You’ll also need to find out the name of programme producer so that you can call or email the right person about your idea. When you do, says Murray, “it’s important to describe to the producer what they will be able to see and hear.” If they can’t visualise what you’ll be doing on their programme, they’ll hardly let you loose live on air!
Get your timing right
You must find out what the lead times are for the programme you’re pitching to, or you’ll be wasting everyone’s time. The lead time is the amount of advance warning the producer would need if there was any hope of including this in their slot. Whilst daily news programmes might be able to squeeze in stories submitted on the same day, a feature piece might need to be pitched weeks or even months before the broadcast.
Don’t promise what you can’t deliver
“There’s nothing more frustrating for a journalist or producer than being offered an interview with someone… only to find they’re unavailable,” says Murray. Producers often work around the clock, so make sure you pick up calls on your mobile during evenings and weekends. If you’re pitching for a programme in a particular time slot, make sure you’re available to interview at that time!
“If you’re invited into a studio for an interview, do take up the opportunity if you can, as this can be a great way to make contacts and connections,” says Murray. “And bear in mind that producers love experts who have an ISDN line in their office, or at home, as you get studio quality sound.”
Pitch by phone – but have the email ready to go
Hundreds of pitch emails fall by the wayside every day in TV and radio, and taking the time to make a call at least means you know if you’ve reached a human being! Most broadcast researchers and producers are happy for you to pitch to them over the phone, says Murray – but they will need to see something in writing. Make sure you have a super high quality pitch email ready to send immediately after the call, before they have time to forget who you are. Click here for tips on writing a killer press release.

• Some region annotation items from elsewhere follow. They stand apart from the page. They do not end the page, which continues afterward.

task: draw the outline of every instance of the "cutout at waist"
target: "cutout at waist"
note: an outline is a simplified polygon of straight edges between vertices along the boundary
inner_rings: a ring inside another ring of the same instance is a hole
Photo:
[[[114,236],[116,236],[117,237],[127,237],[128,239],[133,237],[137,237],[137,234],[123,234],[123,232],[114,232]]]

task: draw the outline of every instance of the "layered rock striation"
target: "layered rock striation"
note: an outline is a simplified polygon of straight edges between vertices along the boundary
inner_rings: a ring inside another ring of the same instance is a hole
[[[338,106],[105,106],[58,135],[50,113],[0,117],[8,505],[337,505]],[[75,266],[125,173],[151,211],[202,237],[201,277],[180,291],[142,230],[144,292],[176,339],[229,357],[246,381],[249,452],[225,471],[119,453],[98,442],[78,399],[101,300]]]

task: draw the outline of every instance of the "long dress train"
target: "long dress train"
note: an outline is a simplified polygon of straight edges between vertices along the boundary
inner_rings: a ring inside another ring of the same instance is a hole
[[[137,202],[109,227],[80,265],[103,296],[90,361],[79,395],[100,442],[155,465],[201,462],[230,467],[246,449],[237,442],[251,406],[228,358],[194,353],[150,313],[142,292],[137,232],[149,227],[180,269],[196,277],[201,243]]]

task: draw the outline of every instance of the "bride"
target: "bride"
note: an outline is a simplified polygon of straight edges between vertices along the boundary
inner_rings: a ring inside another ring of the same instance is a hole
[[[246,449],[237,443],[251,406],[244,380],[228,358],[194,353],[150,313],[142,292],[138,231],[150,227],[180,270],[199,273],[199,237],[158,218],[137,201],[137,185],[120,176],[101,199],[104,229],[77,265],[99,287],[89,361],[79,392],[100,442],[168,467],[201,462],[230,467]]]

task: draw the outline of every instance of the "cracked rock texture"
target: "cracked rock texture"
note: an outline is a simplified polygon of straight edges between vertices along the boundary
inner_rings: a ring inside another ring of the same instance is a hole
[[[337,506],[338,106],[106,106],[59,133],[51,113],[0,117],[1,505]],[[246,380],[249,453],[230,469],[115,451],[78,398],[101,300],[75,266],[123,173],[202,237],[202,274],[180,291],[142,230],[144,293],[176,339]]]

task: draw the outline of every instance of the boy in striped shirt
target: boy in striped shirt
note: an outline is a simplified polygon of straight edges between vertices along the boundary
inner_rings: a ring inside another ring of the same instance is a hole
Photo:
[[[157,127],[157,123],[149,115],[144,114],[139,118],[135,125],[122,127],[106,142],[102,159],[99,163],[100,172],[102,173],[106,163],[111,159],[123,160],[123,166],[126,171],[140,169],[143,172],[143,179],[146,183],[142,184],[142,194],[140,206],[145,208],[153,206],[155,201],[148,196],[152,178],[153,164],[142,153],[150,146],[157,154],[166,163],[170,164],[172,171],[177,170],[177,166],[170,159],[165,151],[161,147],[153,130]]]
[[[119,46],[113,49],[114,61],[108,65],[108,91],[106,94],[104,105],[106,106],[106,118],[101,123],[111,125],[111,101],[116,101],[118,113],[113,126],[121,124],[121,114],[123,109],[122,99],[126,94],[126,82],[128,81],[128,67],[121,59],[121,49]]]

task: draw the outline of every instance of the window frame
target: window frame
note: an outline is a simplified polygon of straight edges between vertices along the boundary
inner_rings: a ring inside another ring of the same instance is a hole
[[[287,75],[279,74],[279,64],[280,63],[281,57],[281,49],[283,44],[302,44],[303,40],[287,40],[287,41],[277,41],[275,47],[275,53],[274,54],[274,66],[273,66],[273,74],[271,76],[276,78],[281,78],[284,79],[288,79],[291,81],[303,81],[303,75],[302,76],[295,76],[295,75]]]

TV and radio producers are actively jostling for audiences and that means hooking the best stories. If it turns out that you’ve given the same scoop to competing programmes without letting them know, “you could make yourself very unpopular,” says Murray.
Don’t plug the company
“This might sound counterintuitive, but journalists aren’t there to help you promote your business – their job is to commission great content that will interest their audience,” says Murray. “And advertising rules are so strict, they’re generally not allowed to run stories that appear to promote products or service.”
Instead, says Murray, focus on pitching great stories that audiences will be genuinely interested in, whilst showing off your expertise and getting in a passing mention of your company. And think of it this way: a prospective customer is far more likely to be impressed by seeing you appear as an independent expert on a news programme than they would be by seeing an obvious marketing stunt!
Radio and TV producers often need people with genuine expertise that they can call on as talking heads, especially for regional programmes. If you don’t introduce yourself, they probably won’t know you exist, so be brave and pick up the phone.
“As ever, timing is everything, so do call when you know there will be opportunities coming up,” advises Murray. “So if you’re a financial expert, it can be a good idea to call up a few days before a government spending review, for example. An education expert might do the same just before exam results are published.”
But make sure that you can also be easily found. Your website, blog and social media channels should be up-to-date and relevant, with high quality photos and/or videos and links to any published articles. Making sure your public persona is polished and professional can help researchers to find you, and it also means that producers won’t be put off if they do a last-minute credibility check before you go on air!